Introductory Example

from graphlab.toolkits.feature_engineering import *

# Construct a feature binner with default options.
sf = graphlab.SFrame({'a': [1,2,3], 'b' : [2,3,4], 'c': [9,10,11]})
binner = graphlab.feature_engineering.create(sf, FeatureBinner())

# Transform the data using the binner.
binned_sf = binner.transform(sf)

# Save the transformer.
binner.save('save-path')

# Bin only a single column 'a'.
binner = graphlab.feature_engineering.create(sf,
                            FeatureBinner(features = ['a']))

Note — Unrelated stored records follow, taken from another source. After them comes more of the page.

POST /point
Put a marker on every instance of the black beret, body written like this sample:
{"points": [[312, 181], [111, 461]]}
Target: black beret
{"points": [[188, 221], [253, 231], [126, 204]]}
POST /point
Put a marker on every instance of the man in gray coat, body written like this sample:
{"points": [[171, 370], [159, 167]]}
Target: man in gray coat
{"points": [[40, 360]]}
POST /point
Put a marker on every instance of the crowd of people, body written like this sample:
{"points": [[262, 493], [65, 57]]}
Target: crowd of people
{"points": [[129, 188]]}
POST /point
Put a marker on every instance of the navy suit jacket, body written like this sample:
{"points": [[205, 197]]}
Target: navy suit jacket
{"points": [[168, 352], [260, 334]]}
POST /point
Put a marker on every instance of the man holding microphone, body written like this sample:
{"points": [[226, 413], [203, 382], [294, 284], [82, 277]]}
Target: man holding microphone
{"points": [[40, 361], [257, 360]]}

# Bin all columns except 'a'.
binner = graphlab.feature_engineering.create(sf,
                            FeatureBinner(excluded_features = ['a']))

Fitting and transforming

Once a FeatureBinner object is constructed, it must first be fitted and then the transform function can be called to generate hashed features.

Logarithmic strategy:

sf = graphlab.SFrame({'a' : range(100), 'b' : range(100)})
binner = graphlab.feature_engineering.FeatureBinner()
fit_binner = binner.fit(sf)
binned_sf = fit_binner.transform(sf)

Columns:
         a   str
         b   str

 Rows: 100

 Data:
 +-----------+-----------+
 |     a     |     b     |
 +-----------+-----------+
 | (-Inf, 1] | (-Inf, 1] |
 | (-Inf, 1] | (-Inf, 1] |
 |  (1, 10]  |  (1, 10]  |
 |  (1, 10]  |  (1, 10]  |
 |  (1, 10]  |  (1, 10]  |
 |  (1, 10]  |  (1, 10]  |
 |  (1, 10]  |  (1, 10]  |
 |  (1, 10]  |  (1, 10]  |
 |  (1, 10]  |  (1, 10]  |
 |  (1, 10]  |  (1, 10]  |
 |    ...    |    ...    |
 +-----------+-----------+
 [100 rows x 2 columns]
 Note: Only the head of the SFrame is printed.
 You can use print_rows(num_rows=m, num_columns=n) to print more rows and columns.

Quantile strategy:

sf = graphlab.SFrame({'a' : range(100), 'b' : range(100)})
binner = graphlab.feature_engineering.FeatureBinner(strategy='quantile')
fit_binner = binner.fit(sf)
binned_sf = fit_binner.transform(sf)

 Columns:
         a   str
         b   str

     Rows: 100

     Data:
     +-----------+-----------+
     |     a     |     b     |
     +-----------+-----------+
     | (-Inf, 0] | (-Inf, 0] |
     |  (0, 10]  |  (0, 10]  |
     |  (0, 10]  |  (0, 10]  |
     |  (0, 10]  |  (0, 10]  |
     |  (0, 10]  |  (0, 10]  |
     |  (0, 10]  |  (0, 10]  |
     |  (0, 10]  |  (0, 10]  |
     |  (0, 10]  |  (0, 10]  |
     |  (0, 10]  |  (0, 10]  |
     |  (0, 10]  |  (0, 10]  |
     |    ...    |    ...    |
     +-----------+-----------+
     [100 rows x 2 columns]
     Note: Only the head of the SFrame is printed.
     You can use print_rows(num_rows=m, num_columns=n) to print more rows and columns.